Radiolabelling of nanoparticles by proton irradiation: temperature control in nanoparticulate powder targets

Abstract

Radiolabelled nanoparticles are useful tools for biodistribution or cellular uptake studies related to the risk assessment of nanomaterials. Such studies are ideally carried out with industrially manufactured nanoparticles. Irradiation of small quantities of such nanoparticles, in the form of dry powders, with neutrons or light ions allows radiolabelling while preserving their biologically relevant properties. However, nanoparticle powders exhibit poor thermal conductivity and may overheat under irradiation. Their effective thermal conductivity is not known and conventional temperature measurement methods are difficult to apply. Reasonably accurate temperature data could be derived from post-irradiation X-ray diffraction studies on anatase ST-01 TiO2-nanoparticles, with a primary particle size of 7 nm, subjected to proton beams of different intensities. The anatase-to-rutile phase transition starting at about 750 °C was identified by observing rutile peaks in X-ray diffraction patterns.

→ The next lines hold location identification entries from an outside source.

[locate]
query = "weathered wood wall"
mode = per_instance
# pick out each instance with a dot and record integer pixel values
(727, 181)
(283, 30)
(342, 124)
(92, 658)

The onset of growth of single diffracting TiO2-domains at around 200 °C was revealed by shape analysis of the diffraction peaks. Identifying these reference temperatures allowed a calibration of the calculated temperature profile. The effective thermal conductivity in the TiO2 powder target was found to be close to that of air trapped in interstices of the nanoparticulate powder. This suggests that the contribution of the nanoparticles to the heat removal from the target is negligible, thus necessitating the use of thin nanoparticle layers in the target in order to facilitate cooling and prevent thermally induced alterations of the nanoparticles.